Um balancete contábil é um documento provisório que retrata a situação das contas de uma empresa em um determinado momento, geralmente ao final de um mês, trimestre ou semestre. Ele serve como um raio-x da saúde financeira da organização.
Apesar do montante expressivo, o prejuízo do semestre é inferior ao verificado nos dois períodos anteriores: o primeiro trimestre de 2026 e o último trimestre de 2025. Isso sinaliza uma leve tendência de recuperação das finanças da empresa, que enfrentou um resultado recorde negativo no início deste ano.

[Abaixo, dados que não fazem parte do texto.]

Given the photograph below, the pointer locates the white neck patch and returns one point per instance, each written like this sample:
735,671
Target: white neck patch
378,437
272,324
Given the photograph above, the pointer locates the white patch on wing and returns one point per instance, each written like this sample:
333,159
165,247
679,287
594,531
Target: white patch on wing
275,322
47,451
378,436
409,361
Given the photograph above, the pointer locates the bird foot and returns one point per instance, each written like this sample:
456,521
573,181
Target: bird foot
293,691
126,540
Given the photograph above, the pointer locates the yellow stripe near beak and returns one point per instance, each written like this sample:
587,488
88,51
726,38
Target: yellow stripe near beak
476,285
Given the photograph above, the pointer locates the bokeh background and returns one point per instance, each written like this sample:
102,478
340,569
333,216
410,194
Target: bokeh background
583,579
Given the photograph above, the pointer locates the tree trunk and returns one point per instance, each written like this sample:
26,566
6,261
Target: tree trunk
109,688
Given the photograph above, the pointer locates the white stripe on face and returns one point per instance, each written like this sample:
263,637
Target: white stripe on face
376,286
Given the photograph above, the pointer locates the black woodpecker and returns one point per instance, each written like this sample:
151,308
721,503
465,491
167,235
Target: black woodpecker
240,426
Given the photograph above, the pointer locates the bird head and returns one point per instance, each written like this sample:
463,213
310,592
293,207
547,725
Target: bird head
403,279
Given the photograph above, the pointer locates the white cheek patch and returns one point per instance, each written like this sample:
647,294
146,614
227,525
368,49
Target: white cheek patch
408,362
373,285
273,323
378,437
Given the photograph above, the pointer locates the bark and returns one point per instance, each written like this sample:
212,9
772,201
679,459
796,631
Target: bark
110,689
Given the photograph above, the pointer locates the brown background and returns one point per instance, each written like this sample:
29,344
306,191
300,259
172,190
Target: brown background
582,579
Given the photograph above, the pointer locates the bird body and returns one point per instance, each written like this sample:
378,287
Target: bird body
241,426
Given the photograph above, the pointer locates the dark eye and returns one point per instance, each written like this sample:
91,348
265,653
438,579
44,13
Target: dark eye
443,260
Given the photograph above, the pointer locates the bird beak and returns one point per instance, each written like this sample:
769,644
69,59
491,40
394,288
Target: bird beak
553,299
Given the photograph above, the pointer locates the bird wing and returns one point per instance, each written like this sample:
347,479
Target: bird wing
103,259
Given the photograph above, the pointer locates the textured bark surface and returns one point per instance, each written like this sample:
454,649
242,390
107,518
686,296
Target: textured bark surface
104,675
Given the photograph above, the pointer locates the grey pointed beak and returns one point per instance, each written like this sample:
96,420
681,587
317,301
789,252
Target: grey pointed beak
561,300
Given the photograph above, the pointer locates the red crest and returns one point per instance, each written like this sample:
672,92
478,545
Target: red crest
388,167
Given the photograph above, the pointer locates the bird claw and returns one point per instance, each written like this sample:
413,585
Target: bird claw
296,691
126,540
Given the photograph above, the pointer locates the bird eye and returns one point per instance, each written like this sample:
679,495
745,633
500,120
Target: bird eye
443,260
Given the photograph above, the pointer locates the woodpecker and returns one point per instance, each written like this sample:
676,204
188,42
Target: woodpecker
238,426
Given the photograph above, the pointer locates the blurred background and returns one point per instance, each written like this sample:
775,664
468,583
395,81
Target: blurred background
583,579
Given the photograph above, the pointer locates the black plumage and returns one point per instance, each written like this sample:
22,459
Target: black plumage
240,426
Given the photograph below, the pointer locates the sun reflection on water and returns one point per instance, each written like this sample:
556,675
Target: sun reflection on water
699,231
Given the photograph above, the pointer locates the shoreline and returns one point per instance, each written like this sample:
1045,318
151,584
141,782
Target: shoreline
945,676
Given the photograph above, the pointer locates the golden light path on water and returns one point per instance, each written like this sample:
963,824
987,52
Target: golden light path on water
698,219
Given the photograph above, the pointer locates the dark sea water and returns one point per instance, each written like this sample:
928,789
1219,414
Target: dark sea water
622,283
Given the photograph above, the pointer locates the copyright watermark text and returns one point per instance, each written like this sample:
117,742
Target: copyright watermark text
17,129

Até o momento, a estatal não confirmou quando divulgará oficialmente os números. Em nota, os Correios informaram que as demonstrações contábeis referentes ao primeiro trimestre ainda estão em fase de fechamento e que a empresa não comenta resultados antes da publicação oficial, seguindo os procedimentos de governança.
No acumulado até junho, as receitas totais ficaram praticamente estáveis na comparação com o mesmo período de 2025, com uma leve queda de R$ 28,2 milhões. Já as despesas caíram R$ 1,1 bilhão, o que contribuiu para reduzir o ritmo de perdas.

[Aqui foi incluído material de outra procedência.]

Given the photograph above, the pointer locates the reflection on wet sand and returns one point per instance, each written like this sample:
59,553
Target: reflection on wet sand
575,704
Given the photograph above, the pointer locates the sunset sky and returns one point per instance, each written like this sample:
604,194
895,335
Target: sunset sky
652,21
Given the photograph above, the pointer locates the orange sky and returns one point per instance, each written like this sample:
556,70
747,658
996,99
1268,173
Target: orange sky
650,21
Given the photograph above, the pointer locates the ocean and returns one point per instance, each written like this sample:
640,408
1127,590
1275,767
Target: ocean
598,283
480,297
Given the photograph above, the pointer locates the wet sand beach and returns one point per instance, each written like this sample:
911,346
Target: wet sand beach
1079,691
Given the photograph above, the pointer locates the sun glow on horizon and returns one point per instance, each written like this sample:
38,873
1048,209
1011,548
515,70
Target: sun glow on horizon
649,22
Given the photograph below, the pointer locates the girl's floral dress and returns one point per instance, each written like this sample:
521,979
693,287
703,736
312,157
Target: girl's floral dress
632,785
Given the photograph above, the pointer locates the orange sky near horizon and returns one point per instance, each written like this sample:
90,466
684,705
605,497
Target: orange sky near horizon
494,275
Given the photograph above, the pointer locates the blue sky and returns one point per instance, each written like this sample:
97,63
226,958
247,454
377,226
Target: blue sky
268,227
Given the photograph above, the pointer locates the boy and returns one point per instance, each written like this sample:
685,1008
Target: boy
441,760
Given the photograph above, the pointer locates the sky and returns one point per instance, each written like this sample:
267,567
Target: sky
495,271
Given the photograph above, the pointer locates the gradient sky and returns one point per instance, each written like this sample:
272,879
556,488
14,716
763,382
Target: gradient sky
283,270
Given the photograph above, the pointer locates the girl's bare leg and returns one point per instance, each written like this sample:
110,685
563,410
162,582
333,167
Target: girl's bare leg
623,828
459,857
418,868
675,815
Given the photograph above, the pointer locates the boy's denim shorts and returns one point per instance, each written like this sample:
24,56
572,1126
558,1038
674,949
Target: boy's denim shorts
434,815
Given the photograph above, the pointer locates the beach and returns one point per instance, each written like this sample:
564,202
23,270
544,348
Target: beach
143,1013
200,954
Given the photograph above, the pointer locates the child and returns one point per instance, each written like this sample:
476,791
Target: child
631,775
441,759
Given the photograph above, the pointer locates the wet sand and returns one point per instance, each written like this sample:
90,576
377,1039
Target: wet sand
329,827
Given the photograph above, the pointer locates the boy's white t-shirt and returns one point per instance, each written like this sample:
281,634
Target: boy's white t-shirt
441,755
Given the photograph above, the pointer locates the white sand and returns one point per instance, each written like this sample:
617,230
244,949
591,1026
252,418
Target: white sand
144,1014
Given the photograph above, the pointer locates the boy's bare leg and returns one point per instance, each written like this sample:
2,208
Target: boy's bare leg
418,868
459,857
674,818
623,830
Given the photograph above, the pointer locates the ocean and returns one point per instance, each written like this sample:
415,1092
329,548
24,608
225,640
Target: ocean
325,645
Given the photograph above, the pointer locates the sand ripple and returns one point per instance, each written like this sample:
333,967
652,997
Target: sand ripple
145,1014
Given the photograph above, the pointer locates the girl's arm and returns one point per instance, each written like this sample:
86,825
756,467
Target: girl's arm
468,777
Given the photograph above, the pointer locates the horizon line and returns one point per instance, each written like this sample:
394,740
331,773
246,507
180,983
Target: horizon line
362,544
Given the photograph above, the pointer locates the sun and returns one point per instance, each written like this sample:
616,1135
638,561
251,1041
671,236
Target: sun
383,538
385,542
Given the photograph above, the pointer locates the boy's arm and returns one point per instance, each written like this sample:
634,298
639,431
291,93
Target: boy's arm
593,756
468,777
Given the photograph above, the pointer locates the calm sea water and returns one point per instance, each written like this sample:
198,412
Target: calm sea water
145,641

As receitas somaram R$ 8,18 bilhões nos primeiros seis meses de 2025 e R$ 8,16 bilhões em 2026. As despesas, por sua vez, passaram de R$ 13,5 bilhões para R$ 12,4 bilhões na mesma base de comparação.
O desempenho veio melhor do que o projetado pela própria empresa. Os Correios estimavam gastos de R$ 14,8 bilhões para o período, mas conseguiram economizar cerca de R$ 1,2 bilhão, ficando abaixo da meta interna.

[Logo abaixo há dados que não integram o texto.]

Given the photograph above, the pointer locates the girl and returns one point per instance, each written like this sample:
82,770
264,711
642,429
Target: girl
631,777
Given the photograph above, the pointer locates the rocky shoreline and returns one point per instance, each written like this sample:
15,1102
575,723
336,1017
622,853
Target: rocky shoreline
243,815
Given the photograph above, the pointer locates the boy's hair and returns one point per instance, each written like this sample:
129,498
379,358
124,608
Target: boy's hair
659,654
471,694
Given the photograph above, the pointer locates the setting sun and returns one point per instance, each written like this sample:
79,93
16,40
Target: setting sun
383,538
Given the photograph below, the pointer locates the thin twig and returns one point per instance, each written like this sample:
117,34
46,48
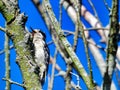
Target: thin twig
2,29
60,12
7,62
106,4
2,51
112,45
68,77
74,59
50,87
12,82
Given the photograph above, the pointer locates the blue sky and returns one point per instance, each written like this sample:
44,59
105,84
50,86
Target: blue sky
35,21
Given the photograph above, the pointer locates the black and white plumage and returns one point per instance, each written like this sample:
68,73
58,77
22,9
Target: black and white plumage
41,53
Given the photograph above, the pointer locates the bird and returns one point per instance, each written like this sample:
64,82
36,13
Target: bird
41,53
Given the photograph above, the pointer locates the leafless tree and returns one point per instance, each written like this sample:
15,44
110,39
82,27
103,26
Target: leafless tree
16,31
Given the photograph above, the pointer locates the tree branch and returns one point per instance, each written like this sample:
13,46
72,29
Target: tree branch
112,45
7,62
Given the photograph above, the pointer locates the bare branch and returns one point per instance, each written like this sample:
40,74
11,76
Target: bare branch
50,87
7,62
12,82
112,45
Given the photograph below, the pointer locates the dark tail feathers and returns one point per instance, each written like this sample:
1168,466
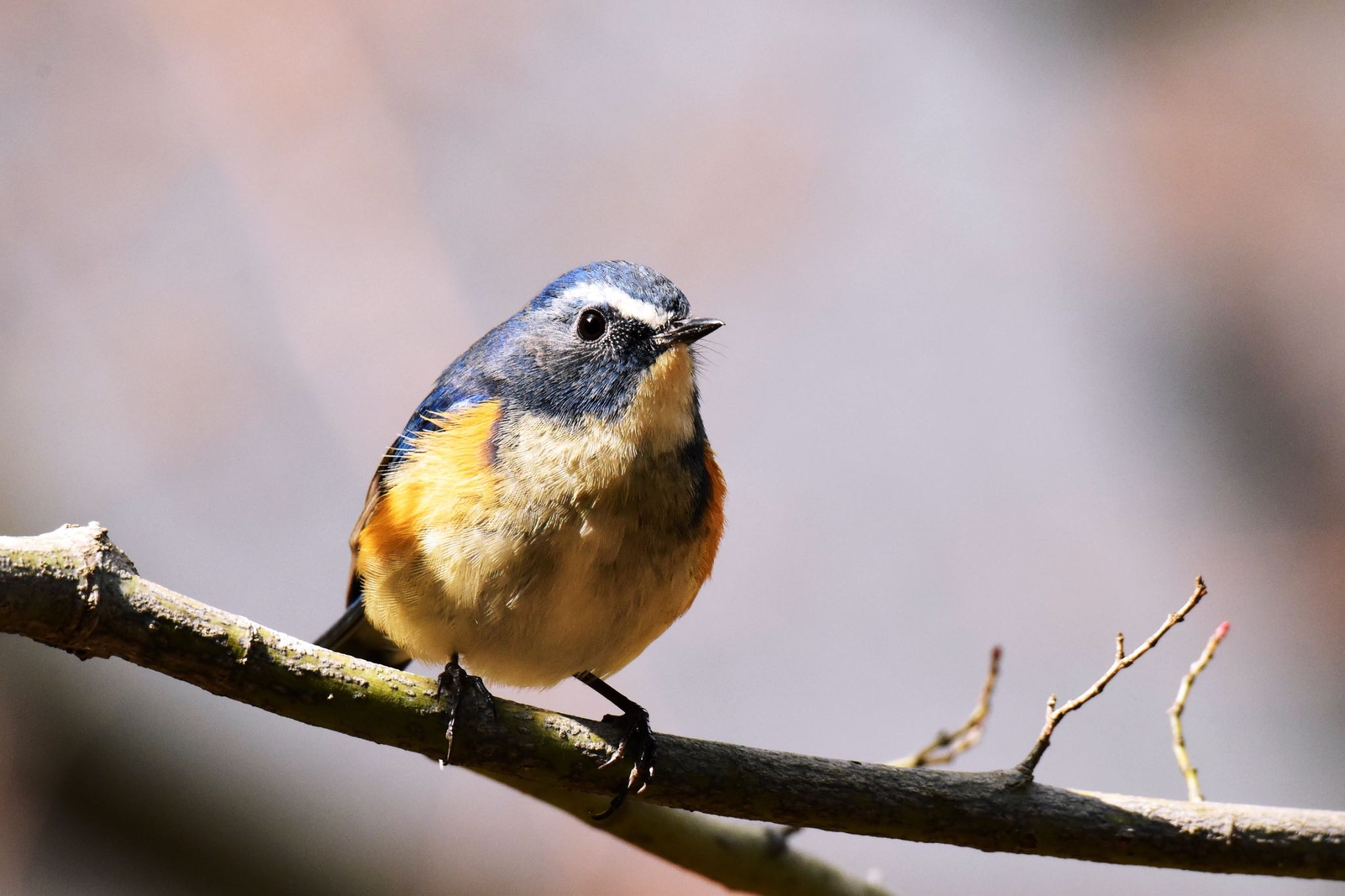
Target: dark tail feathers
355,636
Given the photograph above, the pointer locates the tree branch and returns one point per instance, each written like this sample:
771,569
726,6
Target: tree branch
73,589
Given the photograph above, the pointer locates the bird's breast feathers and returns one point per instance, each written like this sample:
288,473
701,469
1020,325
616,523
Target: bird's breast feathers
539,547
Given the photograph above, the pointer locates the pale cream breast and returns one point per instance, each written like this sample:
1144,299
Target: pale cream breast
586,550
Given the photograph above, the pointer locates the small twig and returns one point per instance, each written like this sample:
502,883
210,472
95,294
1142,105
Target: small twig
950,744
1180,704
1025,769
940,752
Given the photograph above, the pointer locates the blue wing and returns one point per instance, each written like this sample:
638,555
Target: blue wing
459,386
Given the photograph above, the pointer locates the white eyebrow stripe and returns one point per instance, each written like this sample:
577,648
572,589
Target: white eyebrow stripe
622,301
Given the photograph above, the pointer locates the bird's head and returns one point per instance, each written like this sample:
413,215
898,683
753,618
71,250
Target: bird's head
609,340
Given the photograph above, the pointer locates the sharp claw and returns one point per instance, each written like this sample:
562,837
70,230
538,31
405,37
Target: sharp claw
638,742
454,683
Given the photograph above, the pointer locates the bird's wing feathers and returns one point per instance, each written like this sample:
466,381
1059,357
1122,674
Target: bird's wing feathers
353,633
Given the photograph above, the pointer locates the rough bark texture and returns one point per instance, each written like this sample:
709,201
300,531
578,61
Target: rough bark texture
73,589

Em relação às receitas, alguns segmentos específicos apresentaram avanço, mesmo com o total praticamente estável. O destaque positivo ficou com os serviços de logística prestados a empresas, que envolvem desde o recebimento do pedido até a preparação e o envio dos produtos ao consumidor final.
Esse tipo de serviço gerou R$ 423 milhões no semestre, contra R$ 205 milhões no mesmo período de 2025, um crescimento expressivo de mais de 100%.
Por outro lado, as receitas com encomendas internacionais despencaram. O segmento, que já respondeu por mais de 22% do faturamento total, agora representa apenas 4,3%, tendo arrecadado somente R$ 355 milhões no período.
Essa queda é atribuída à implementação do programa Remessa Conforme, em 2023, que passou a tributar compras internacionais de até US$ 50 com uma alíquota de 20%, conhecida popularmente como “taxa das blusinhas”. Mesmo com o fim da taxa, a redução das receitas continuou, pois o programa de conformidade permaneceu em vigor.
No que se refere às despesas, os gastos com salários, que historicamente pesam no orçamento da estatal, tiveram uma pequena redução de R$ 20 milhões no primeiro semestre de 2026, interrompendo uma sequência de aumentos. O total com pessoal atingiu R$ 5,2 bilhões no período, um valor 15% inferior ao previsto.
A economia com salários também refletiu em benefícios como planos de saúde e previdência, que ficaram R$ 260 milhões abaixo do registrado no ano anterior.
No entanto, as despesas financeiras e as provisões para perdas judiciais continuaram a pressionar as contas. As despesas financeiras cresceram 179%, saltando de R$ 590 milhões para R$ 1,6 bilhão na comparação anual. Esse item inclui juros e multas de boletos, contratos e empréstimos, como os R$ 12 bilhões captados pela empresa no fim de 2025, que devem gerar R$ 22,4 bilhões em encargos ao longo do tempo.
As provisões e perdas também avançaram 44,5%, totalizando R$ 1,6 bilhão até junho, ante R$ 1,1 bilhão no mesmo período de 2025. Somente no primeiro trimestre, essas provisões foram responsáveis por R$ 1,4 bilhão do total.
Especialistas alertam que, embora haja sinais de melhora, a sustentabilidade financeira dos Correios ainda depende de medidas estruturais para conter o crescimento das despesas judiciais e reequilibrar as contas no longo prazo.